New Directions in Transimperial History, Part 1: Crossing Boundaries of Space and Time: New Dimensions of Transimperial History

AHA Session 316
Monday, January 6, 2025: 9:00 AM-10:30 AM
Bowery (Sheraton New York, Lower Level)
Chair:
Nadin Heé, Universität Leipzig

Session Abstract

Transimperial historians study a range of connectivities and document patterns of both competition and cooperation across temporal boundaries from ancient to the modern period and across spatial boundaries between empires. This approach allows historians to revisit numerous key issues in the historiographies of imperialism and colonialism, including new assessments on racial and gender ideas and orders; modalities of economic production and exploitation; projects of political ‘modernization’ and social development, as well as the production of scientific and technical knowledge. Across spatial boundaries, a key premise of transimperial history is to engage critically with the idea of considering empires as hermetically sealed (world) systems. By addressing these issues, transimperial history restores the agency of individuals and subaltern actors lost in the focus on single empires.

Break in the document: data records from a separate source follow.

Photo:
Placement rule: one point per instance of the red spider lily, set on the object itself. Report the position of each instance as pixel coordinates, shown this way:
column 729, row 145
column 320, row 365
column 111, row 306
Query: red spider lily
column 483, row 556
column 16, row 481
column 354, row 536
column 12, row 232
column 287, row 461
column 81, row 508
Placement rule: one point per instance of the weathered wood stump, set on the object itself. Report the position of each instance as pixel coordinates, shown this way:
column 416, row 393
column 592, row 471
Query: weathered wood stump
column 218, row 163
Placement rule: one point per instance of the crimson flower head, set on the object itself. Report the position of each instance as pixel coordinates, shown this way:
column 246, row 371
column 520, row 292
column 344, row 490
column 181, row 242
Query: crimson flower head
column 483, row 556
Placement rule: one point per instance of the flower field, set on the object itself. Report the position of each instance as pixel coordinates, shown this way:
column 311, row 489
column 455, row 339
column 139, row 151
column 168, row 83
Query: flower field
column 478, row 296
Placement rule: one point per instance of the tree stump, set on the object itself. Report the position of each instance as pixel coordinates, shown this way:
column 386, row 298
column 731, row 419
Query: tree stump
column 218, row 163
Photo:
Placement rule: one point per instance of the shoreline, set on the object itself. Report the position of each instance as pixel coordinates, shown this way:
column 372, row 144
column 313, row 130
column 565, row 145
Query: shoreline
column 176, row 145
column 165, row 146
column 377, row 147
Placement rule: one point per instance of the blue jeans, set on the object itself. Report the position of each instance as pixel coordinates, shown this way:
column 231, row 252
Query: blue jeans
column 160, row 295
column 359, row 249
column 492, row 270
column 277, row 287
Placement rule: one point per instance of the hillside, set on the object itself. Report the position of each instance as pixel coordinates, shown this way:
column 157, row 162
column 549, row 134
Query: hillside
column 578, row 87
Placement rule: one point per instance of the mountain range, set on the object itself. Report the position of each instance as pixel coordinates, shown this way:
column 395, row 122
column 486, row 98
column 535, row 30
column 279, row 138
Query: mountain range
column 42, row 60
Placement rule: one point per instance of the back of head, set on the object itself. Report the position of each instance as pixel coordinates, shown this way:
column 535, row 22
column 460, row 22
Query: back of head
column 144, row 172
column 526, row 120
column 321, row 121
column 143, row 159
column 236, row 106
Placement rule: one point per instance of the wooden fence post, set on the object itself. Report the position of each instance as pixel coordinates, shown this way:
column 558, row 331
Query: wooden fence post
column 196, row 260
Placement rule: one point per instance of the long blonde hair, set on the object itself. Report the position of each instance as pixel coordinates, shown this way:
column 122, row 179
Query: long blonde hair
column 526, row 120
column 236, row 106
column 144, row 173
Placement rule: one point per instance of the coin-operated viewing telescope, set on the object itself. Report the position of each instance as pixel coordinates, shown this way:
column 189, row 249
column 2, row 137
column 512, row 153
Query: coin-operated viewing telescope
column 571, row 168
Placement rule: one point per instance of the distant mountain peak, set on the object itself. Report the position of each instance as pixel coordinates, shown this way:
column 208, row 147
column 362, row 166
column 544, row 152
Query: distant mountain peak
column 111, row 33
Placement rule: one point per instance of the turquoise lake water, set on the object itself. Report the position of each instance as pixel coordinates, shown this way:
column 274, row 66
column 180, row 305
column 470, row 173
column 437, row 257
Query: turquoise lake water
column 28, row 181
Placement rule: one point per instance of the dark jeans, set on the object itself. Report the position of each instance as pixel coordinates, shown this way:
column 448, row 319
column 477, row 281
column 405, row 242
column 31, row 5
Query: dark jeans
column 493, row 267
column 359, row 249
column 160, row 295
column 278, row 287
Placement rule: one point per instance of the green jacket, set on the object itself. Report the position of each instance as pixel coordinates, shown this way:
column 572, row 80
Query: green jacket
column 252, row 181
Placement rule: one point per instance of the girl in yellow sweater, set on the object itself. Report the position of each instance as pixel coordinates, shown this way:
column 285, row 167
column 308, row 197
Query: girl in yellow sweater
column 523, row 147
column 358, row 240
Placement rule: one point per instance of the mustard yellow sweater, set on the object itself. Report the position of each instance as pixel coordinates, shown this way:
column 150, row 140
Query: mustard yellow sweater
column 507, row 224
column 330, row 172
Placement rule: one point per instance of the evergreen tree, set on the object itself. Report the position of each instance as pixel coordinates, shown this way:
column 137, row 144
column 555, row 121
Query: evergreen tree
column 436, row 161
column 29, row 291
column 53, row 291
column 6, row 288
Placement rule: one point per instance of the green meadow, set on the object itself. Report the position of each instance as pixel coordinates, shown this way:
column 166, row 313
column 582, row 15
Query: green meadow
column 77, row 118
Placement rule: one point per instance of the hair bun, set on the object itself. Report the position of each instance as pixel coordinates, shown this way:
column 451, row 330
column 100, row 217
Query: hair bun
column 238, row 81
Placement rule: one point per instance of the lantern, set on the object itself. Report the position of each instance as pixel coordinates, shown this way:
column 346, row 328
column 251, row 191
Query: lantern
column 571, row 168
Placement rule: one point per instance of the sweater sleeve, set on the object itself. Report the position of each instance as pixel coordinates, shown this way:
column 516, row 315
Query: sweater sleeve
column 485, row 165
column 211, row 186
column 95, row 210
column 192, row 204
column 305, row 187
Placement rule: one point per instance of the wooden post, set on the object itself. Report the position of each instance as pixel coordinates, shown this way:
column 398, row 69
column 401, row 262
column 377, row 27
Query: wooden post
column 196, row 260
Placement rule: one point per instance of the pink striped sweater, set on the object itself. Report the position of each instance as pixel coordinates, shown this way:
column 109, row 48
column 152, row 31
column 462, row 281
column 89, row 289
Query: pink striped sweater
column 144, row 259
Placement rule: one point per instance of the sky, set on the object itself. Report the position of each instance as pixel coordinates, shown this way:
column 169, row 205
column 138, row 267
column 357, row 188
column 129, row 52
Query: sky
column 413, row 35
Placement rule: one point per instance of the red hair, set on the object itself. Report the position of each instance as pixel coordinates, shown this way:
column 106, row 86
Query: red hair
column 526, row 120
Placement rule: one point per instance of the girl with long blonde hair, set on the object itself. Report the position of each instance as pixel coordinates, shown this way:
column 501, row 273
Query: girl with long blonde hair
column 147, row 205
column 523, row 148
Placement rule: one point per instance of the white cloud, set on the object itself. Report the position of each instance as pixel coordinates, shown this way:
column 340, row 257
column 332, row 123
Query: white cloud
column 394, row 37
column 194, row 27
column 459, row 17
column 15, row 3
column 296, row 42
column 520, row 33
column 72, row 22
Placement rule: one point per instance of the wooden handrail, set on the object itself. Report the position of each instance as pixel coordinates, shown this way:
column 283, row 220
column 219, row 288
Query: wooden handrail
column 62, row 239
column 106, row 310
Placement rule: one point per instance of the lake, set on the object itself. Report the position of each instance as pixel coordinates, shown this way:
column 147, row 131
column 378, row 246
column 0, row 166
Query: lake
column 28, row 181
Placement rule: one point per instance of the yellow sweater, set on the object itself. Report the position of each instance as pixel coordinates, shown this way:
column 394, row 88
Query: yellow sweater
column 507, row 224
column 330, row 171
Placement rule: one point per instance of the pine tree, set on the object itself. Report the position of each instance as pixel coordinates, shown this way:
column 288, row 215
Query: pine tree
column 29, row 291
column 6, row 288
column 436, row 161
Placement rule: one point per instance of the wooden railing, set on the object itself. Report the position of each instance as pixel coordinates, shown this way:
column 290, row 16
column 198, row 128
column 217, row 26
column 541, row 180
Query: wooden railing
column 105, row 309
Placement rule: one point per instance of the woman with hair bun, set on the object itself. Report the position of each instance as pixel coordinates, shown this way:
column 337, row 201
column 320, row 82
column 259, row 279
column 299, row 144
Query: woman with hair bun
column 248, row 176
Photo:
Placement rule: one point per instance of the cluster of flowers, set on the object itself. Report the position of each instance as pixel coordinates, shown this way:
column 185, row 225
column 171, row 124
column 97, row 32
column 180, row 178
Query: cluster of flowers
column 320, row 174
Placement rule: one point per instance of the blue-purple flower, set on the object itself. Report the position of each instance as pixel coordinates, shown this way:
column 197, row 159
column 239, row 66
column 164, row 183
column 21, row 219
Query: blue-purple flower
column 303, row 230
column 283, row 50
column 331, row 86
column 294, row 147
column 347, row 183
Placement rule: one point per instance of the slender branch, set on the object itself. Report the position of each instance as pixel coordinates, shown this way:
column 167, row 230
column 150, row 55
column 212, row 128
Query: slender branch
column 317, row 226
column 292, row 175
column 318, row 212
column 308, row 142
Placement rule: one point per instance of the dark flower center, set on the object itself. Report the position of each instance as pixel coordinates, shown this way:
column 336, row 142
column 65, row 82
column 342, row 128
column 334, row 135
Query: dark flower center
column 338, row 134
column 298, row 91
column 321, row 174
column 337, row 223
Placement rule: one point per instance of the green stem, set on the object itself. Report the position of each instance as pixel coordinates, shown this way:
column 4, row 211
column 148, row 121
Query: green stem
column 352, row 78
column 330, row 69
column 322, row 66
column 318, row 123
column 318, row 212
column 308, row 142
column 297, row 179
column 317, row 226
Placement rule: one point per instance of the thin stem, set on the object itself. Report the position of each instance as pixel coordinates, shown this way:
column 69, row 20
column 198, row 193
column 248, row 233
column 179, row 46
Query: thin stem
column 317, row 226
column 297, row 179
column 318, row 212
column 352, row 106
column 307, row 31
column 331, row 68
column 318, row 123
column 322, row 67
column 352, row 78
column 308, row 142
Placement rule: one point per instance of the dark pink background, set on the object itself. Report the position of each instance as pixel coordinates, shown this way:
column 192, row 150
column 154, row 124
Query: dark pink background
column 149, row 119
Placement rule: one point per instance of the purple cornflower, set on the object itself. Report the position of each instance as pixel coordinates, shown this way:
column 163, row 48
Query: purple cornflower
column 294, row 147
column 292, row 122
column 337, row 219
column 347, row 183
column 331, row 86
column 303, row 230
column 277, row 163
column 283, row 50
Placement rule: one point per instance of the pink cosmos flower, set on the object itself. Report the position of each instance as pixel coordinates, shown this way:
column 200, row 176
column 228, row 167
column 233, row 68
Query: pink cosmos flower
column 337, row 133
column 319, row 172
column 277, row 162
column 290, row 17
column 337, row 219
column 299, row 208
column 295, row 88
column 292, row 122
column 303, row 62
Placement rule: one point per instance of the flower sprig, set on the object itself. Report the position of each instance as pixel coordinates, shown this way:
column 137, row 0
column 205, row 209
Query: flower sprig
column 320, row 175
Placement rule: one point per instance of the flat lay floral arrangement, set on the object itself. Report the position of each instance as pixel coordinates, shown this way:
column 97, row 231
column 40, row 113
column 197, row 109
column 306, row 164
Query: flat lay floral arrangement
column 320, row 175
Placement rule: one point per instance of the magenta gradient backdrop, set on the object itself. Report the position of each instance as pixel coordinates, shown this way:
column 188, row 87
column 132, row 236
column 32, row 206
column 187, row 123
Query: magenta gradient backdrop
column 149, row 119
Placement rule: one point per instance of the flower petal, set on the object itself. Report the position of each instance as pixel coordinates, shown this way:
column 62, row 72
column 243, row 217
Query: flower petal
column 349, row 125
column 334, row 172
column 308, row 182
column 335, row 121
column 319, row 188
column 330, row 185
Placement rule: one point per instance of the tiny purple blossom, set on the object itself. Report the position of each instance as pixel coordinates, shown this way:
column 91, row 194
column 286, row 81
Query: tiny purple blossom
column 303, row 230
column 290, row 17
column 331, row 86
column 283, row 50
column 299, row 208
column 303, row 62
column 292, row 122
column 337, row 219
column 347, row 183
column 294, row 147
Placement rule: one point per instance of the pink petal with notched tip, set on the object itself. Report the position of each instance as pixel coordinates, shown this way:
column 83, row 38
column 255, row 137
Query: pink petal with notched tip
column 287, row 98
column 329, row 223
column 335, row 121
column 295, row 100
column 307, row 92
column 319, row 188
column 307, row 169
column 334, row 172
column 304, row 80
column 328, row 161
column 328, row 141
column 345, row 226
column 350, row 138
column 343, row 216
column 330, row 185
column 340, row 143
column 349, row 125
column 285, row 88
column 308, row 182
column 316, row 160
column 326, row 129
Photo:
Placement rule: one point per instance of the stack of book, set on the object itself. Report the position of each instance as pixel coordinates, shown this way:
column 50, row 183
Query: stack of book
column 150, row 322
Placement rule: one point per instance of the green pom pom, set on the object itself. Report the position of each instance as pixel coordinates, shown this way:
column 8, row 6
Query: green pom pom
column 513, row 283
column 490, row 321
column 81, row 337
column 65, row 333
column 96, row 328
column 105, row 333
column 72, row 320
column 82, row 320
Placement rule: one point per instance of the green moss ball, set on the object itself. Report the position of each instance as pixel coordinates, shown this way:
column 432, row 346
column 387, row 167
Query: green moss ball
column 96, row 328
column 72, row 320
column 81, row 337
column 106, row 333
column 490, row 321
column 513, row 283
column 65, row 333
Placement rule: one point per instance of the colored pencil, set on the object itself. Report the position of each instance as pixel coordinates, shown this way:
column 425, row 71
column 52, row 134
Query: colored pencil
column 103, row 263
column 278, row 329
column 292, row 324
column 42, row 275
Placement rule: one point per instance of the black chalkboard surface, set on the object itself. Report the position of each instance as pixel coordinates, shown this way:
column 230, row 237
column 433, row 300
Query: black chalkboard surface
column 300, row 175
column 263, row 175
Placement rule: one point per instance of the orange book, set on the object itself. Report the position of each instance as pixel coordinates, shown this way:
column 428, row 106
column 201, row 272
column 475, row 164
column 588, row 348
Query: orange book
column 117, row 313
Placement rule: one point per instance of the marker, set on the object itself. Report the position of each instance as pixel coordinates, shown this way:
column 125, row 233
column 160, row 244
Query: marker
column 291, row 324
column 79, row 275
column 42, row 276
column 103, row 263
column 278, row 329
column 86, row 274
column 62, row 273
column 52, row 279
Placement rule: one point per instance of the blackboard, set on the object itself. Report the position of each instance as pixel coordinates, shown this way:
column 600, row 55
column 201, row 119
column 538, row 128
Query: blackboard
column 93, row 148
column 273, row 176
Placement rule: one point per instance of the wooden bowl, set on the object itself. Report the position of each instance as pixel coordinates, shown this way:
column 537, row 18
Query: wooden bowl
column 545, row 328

These methodological innovations, however, could be pushed still further. The next stage in the development of the field is to reconceptualize the spatial understanding of empire and its legacy on post-imperial states and to extend transimperial history to the oceans, borderlands, and space. Temporally, a strong argument might be made that various transimperial relations thickened around the globe from around the mid-1800s—including rising non-governmental interactions by colonized people and competition and cooperation amongst both European and non-European empires. A counter-argument against this modern focus might be that it encourages Euro-centrism, because it emphasizes precisely the period of dominance for European empires. Moreover, many relationships and connections across empires were modeled on earlier imperial formations; think of ancient Rome as role model for multiple European empires. The changing understanding of historical empires is therefore essential to “modern” transimperial histories.


This panel will address both the spatial and temporal dimensions of transimperial history by asking how these relationships and connectivities change over time and across spaces not traditionally included in imperial histories. Catia Antunes relocates the transition from colonialism to imperialism from the 1880s to the 1720s, thereby reassessing European societies' role in the history of empire. Tatiana Linkhoeva will discuss the construction of the Manchuria-Mongolia territory at the crossroads of the Japanese, Russian (Imperial and Soviet), and Chinese (Qing and Republican) empires. Gregory Cushman pushes the temporal boundaries of transimperial history by turning to the concept of Homogenocene, the intense biological homogenization of the world, which, in his case study of the Hawai’ian Islands, extends to the early modern period. Vicky Shen takes transimperial history in a new direction by accounting for non-human actors.